A Canadian governmental review panel approved a proposal from energy giant Enbridge on Thursday to soon begin construction of the Northern Gateway tar sands pipeline, sparking outrage across the country and promises for further protests.
The pipeline has been the source of a large protest movement by environmental and indigenous rights groups throughout the year who say the pipeline will bring inevitable oil spills to pristine habitats and illegally encroach on First Nations’ lands.
The board’s decision does not immediately finalize the approval process, given the numerous conditions placed on the approval such as a requirement for Enbridge to have $950 million in liability coverage and “‘unfettered access’ to $100 million within 10 business days of a large spill from any component of the project,” the Montreal Gazette reports.

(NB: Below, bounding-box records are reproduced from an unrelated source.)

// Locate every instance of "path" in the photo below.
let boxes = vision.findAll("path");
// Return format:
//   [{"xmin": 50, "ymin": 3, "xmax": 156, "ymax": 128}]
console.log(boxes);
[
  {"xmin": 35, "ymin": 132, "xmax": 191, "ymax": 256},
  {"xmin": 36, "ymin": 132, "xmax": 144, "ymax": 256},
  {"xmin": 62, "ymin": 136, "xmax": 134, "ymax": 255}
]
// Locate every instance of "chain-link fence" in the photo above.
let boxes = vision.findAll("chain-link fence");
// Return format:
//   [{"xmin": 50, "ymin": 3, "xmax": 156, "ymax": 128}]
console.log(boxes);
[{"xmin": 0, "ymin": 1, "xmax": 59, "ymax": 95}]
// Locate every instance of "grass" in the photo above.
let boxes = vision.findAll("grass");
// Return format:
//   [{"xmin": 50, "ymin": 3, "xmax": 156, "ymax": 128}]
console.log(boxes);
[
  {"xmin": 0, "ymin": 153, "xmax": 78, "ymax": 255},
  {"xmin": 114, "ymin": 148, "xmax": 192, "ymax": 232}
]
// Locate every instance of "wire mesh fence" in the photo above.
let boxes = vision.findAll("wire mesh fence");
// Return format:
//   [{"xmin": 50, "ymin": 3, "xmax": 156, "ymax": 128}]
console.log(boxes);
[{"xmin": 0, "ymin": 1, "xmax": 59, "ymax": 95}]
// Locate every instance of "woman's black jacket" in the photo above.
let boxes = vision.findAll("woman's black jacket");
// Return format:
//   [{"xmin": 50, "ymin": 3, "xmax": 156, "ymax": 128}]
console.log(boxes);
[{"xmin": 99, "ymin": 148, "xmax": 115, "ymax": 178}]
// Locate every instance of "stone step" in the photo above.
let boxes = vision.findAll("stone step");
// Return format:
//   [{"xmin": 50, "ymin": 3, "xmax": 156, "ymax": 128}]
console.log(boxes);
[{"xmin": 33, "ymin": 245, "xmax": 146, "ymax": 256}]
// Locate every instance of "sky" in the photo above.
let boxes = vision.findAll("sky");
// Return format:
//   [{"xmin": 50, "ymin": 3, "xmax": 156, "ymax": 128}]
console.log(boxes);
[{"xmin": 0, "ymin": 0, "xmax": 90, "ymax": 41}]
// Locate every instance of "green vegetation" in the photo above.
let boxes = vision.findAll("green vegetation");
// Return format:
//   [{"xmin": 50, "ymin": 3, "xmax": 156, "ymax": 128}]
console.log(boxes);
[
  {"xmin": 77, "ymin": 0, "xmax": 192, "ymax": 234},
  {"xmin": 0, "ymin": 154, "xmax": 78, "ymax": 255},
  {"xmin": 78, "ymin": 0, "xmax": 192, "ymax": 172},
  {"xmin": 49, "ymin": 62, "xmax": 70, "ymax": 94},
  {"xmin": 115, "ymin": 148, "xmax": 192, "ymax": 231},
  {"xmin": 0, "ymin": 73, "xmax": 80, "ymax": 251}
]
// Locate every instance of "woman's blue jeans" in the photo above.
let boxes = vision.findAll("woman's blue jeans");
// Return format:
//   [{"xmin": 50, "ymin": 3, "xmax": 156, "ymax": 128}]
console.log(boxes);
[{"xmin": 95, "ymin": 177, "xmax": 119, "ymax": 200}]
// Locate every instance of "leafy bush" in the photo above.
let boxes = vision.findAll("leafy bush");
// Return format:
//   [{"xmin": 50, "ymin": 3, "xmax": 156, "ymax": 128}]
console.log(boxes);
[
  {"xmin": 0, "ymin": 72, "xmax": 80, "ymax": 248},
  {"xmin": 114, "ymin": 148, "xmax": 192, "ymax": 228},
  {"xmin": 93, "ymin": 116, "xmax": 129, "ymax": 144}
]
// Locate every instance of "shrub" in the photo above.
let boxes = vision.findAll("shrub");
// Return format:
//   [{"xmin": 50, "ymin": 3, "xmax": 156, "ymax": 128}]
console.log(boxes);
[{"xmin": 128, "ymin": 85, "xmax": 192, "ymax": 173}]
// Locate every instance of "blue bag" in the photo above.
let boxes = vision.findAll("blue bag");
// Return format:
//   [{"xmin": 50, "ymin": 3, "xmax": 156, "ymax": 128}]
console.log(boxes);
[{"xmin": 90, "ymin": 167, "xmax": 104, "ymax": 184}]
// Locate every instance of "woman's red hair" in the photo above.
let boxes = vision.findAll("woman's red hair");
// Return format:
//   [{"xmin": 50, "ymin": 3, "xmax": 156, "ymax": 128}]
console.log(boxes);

But the final approval of the pipeline, along with the panel’s required conditions, will now go to the Canadian Cabinet of the federal government, chaired by fossil fuel friendly Prime Minister Stephen Harper, which has six months to decide on the matter.
“If there ever was or could be a pipeline that the NEB could have turned away from on the basis of a social consensus of Canadians, surely Gateway was that pipeline,” writes Fred Wilson at Rabble.ca. “But the NEB has just proven that it cares not a whit about how Canadians define the public interest. The NEB really has only one constituency that it considers relevant; that being, of course, the oil and gas industry.”
However opposition groups vow that the fight against the tar sands pipeline is far from over.